Vector Quantization
assign vectors to some groups, denoted by the centroids. Methods: K-means, Mixture Model.
K-Means
- $k$: the number of clusters
- means: the way we get the centroids is by averaging.
Objective
$$
\min_{U,Z}J(U,Z)=\sum_{i=1}^N \sum_{j=1}^K z_{ij}=|x_i-u_j|^2 = |X-UZ^\top|_F^2
$$
Here, we use the squared Euclidean distance, not the Euclidean distance.
Algorithms
Alternating minimization
- update $Z$, given $U$: the closest $U$
- update $U$, given $Z$: the average of $Z$.
Practical considerations
- Quadratic convergence rate.
- computational cost: $O(nkd)$ per iteration.
Variant
initialization: K-Means++
Since initialize $U$ and $Z$ matter a lot to the computation cost and final result, this variant try to find a better way to initialize $U$.

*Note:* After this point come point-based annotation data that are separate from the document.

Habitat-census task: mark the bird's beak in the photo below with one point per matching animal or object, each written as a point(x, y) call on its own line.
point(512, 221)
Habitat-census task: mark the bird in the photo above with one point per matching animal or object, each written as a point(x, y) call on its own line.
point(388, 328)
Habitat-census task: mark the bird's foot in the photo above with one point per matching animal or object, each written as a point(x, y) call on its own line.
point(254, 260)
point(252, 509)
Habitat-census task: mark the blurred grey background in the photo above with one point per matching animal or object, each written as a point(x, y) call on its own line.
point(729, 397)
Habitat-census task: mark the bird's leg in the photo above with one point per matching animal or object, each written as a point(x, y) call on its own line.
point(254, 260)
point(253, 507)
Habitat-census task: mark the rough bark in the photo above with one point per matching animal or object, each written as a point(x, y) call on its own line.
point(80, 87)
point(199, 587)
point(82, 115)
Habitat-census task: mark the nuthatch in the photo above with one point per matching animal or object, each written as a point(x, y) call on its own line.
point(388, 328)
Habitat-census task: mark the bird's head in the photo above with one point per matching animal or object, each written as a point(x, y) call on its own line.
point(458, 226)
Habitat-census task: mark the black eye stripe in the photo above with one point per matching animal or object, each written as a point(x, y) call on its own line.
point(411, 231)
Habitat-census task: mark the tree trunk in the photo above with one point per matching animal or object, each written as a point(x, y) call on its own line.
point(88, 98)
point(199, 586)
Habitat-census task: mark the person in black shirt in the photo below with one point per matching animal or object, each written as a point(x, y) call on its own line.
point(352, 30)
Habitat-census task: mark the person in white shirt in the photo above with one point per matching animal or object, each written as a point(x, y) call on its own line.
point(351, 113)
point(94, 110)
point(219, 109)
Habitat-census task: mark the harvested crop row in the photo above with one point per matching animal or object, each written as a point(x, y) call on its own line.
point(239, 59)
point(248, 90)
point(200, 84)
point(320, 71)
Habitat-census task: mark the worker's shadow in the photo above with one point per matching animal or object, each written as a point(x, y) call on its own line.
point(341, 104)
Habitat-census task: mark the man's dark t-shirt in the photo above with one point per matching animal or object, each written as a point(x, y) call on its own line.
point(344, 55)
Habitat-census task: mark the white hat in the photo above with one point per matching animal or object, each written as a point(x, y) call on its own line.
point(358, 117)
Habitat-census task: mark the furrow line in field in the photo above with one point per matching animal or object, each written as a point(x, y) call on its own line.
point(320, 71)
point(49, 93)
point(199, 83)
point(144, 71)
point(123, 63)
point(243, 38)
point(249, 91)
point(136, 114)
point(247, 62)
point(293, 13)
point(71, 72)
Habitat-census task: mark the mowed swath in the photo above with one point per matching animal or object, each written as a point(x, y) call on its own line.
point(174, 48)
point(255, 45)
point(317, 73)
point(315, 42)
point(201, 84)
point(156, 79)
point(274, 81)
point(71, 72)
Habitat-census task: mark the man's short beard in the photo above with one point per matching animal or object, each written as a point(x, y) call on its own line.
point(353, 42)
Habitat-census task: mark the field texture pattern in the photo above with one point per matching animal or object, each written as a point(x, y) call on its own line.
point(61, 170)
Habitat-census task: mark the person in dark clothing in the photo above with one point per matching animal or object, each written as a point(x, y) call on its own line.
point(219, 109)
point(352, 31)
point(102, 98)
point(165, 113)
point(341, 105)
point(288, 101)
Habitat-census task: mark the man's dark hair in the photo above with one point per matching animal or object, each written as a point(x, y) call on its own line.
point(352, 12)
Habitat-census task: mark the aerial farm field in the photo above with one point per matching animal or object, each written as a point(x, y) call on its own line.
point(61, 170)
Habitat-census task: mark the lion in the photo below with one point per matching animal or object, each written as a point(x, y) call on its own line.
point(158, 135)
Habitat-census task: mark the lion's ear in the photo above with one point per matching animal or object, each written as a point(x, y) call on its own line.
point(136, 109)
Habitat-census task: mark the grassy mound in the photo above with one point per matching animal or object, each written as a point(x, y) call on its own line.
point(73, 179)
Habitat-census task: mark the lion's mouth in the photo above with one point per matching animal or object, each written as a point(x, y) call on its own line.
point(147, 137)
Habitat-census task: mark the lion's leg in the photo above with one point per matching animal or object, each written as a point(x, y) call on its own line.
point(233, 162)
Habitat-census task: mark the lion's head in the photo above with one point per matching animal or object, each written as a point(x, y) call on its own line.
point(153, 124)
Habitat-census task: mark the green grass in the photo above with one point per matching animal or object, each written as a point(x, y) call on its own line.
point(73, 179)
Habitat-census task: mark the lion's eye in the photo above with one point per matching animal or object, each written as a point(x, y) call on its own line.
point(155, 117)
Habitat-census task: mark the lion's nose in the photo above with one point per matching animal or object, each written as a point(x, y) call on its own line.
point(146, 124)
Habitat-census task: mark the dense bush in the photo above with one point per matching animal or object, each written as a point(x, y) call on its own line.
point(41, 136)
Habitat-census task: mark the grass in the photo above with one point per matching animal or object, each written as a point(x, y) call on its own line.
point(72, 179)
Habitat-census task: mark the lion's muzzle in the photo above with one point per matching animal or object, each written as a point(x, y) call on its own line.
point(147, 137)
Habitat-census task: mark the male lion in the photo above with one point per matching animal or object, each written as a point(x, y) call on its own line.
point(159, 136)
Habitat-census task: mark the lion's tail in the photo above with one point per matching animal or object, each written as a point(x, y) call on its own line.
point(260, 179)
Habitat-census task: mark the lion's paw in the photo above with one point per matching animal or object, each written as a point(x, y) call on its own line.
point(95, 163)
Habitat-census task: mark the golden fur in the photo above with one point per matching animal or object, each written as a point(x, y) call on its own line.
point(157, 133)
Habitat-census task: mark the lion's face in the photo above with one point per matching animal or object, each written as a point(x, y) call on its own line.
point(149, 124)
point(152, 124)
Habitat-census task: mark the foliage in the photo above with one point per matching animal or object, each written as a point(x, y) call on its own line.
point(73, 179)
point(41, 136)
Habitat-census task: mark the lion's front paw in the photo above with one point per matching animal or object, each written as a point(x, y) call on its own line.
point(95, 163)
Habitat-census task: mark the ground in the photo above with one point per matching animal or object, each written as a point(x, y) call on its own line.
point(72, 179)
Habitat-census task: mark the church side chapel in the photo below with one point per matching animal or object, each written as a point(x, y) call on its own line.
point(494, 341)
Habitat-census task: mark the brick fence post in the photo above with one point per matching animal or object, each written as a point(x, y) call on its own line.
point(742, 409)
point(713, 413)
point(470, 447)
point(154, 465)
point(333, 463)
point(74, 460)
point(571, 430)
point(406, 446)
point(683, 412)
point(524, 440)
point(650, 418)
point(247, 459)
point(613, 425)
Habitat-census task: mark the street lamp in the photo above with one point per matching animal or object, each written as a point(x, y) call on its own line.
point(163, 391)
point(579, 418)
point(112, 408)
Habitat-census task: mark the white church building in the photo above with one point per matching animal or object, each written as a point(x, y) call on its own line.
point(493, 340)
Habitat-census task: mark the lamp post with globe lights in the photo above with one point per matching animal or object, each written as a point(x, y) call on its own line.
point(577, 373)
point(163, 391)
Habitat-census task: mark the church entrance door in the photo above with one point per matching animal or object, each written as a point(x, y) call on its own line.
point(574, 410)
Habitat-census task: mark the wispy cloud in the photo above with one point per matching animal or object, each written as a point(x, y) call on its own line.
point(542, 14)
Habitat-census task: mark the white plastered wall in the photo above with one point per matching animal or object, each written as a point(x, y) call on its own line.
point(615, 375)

The intuition behind this approach is that spreading out the $k$ initial cluster centers is a good thing:
- the first cluster center is chosen uniformly at random from the data points that are being clustered,
- after which each subsequent cluster center is chosen from the remaining data points with probability proportional to its squared distance from the point’s closest existing cluster center.
sub-training dataset: Core set
The idea is our dataset is too big to run the K-Means algorithm. Therefore, we need to extract a sub-sample dataset from it. This method solves how to select the sub-training dataset.
how big should the sub-dataset be?
m is dependent on $\epsilon$-approximation guarantees (with probability $\delta$ for
$$
m\propto \frac{dk\log k+\log 1/\delta}{\epsilon^2}
$$
which nodes should be selected?
randomly selected, according to the probability, which combines the uniform selection and the distance of nodes to centroids.
$$
p_i=\frac{1}{2N}+\frac{D_i^2}{2\sum_{j=1}^N D_j^2}
$$why to weight the data points?the original paper
the weight is to guarantee the expectation of the quantization error on the sample dataset doesn’t change.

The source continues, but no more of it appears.